Le sens et l'influence du Nom divin Al-‘Afuww à travers l’invocation de la Nuit du Destin, laylat al-Qadr

Rédigé par Abd-al-Wadoud Gouraud | Jeudi 13 Avril 2023 à 18:00

           


© Shafique Farooqi
© Shafique Farooqi
La fin du mois de Ramadan est imminente. Bientôt, une nouvelle lune, un nouveau mois, une nouvelle saison spirituelle. Après la première décade, placée sous l’égide de la rahma, puis la deuxième, sous l’égide de la maghfira, nous voici entrés dans la dernière décade de Ramadan, celle qui conduit à la délivrance du feu, celle qui renferme en son sein la Nuit de la valeur, de la puissance, du destin, laylat al-Qadr.

Le Prophète (sur lui la grâce unificatrice et la paix élévatrice) annonce que Dieu « a fixé dans le mois de Ramadan une nuit qui est meilleure que mille mois, celui qui a été privé de ses bienfaits a été privé de tout bien ».

On rapporte à ce sujet qu’Aïcha (que Dieu l’agrée), l’épouse bien-aimée de notre Prophète bien-aimé, lui avait demandé : « Ô Messager de Dieu, si jamais je sais quelle nuit est laylat al-Qadr, que devrais-je dire ? » Il répondit : « Dis : "Allâhumma innaka ‘afuwwun tuhibbu al-‘afwa fa-‘fu ‘annî. Allâh, Tu es Celui qui efface (les fautes), Tu aimes le pardon, efface de moi (mes fautes) ". » (Hadith rapporté par l’imam al-Tirmidhî)

Aïcha se demande et demande ce qu’elle devrait dire, elle demande comment et quoi invoquer, quelle prière spécifique elle devrait adresser à Dieu, dans quelle condition spirituelle elle devrait se disposer pour espérer recevoir le Bien escompté en cette nuit bénie.

Elle cherche la disposition du cœur et les mots les plus justes possibles qui puissent exprimer l’état de pauvreté vis-à-vis de l’Absolu, le Riche qui Se suffit à Lui-même, Celui qui Se passe de tout et dont rien ni personne ne peut se passer, ne serait-ce que le temps d’un clin d’œil.

Ce faisant, Aïcha nous montre l’exemple et nous permet, par son intermédiaire, d’être bien-guidés et orientés par le Prophète de la miséricorde, qui transmet selon l’inspiration divine ce qui est le plus utile et le plus bénéfique pour le serviteur.

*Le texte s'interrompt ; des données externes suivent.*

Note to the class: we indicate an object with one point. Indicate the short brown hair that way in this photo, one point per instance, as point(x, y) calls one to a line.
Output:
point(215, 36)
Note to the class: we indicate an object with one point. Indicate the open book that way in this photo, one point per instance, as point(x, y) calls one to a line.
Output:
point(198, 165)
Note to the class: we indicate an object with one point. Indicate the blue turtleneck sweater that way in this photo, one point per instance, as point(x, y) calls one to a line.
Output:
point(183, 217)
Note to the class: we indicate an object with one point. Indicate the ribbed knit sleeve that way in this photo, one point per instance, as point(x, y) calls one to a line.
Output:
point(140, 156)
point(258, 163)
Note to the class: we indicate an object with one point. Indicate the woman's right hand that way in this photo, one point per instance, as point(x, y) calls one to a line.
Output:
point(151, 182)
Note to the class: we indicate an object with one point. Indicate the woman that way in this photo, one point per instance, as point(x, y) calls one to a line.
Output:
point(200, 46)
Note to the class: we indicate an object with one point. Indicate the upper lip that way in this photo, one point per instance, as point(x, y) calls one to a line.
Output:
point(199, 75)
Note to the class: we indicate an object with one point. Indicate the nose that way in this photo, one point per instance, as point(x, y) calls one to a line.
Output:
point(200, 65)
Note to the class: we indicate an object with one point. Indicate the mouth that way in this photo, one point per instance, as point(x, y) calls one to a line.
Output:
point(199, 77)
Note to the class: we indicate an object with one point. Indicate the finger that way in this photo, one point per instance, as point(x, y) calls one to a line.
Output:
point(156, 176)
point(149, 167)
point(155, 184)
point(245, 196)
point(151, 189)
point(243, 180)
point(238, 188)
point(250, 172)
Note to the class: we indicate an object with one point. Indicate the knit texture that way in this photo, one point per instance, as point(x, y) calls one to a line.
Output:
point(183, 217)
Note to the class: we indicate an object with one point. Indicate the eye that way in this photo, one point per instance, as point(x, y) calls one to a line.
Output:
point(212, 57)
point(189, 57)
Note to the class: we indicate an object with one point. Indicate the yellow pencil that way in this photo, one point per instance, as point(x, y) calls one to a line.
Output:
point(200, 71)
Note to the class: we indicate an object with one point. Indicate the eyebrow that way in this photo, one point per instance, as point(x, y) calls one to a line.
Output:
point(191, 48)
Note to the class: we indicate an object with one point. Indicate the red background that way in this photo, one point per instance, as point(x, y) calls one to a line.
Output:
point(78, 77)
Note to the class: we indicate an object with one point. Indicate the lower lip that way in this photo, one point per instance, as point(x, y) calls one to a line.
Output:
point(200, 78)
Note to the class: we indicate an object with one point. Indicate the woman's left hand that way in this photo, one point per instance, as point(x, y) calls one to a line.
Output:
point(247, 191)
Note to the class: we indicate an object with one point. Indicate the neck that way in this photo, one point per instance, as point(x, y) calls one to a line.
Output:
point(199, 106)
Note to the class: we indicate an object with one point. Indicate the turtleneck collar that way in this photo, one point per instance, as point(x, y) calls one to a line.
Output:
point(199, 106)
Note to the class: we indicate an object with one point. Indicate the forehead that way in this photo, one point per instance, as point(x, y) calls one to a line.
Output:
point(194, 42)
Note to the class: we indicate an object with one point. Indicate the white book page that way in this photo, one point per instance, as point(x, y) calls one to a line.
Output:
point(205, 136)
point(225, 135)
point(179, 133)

L’invocation prophétique renferme une part de la Révélation porteuse de trésors divins

L’invocation n’est pas une technique mécanique, c’est une méthode spirituelle, une éducation de l’âme, qui exige une sincérité totale de la part du croyant. Et lorsque la formule de prière est transmise par le Prophète lui-même, c’est un enseignement en soi, une inspiration divine, un dévoilement du message de Vérité. Elle a pour vertu de purifier la langue et le cœur, d’éclairer l’intelligence, de favoriser une transformation extérieure et intérieure, de soutenir et accompagner la réalisation de l’adoration sincère de Dieu, de la servitude spirituelle pure, spontanée et naturelle, qui se passe d’explications, de justifications ou de compensations.

L’invocation prophétique renferme une part de la Révélation porteuse de trésors divins et d’une baraka, une influence spirituelle qui opère dans le cœur, dans l’âme, dans le corps, dans la vie tout entière.

L’invocation que le Prophète transmet à Aïcha est synthétique et parfaitement suffisante :

« Allâhumma innaka ‘afuwwun tuhibbu al-‘afwa fa-‘fu ‘annî. »

Le Prophète oriente le sens et la portée de la supplique vers Dieu en tant que ‘Afuww. Il invite à L’invoquer par l’intermédiaire de Son Nom Al-‘Afuww, comme manifestation de l’Essence, de la Qualité et de l’Action divines. Cette triple dimension apparaît dans l’articulation de la racine ‘ayn-fa-waw sous trois formes distinctes : ‘afuww indique le Nom, ‘afw indique la Qualité, u‘fu indique l’Action. Et la relation qui lie ces trois aspects n’est autre que l’Amour, tuhibbu. Dieu aime être Grand-Pardonneur, Il aime le Pardon, et Il aime Pardonner.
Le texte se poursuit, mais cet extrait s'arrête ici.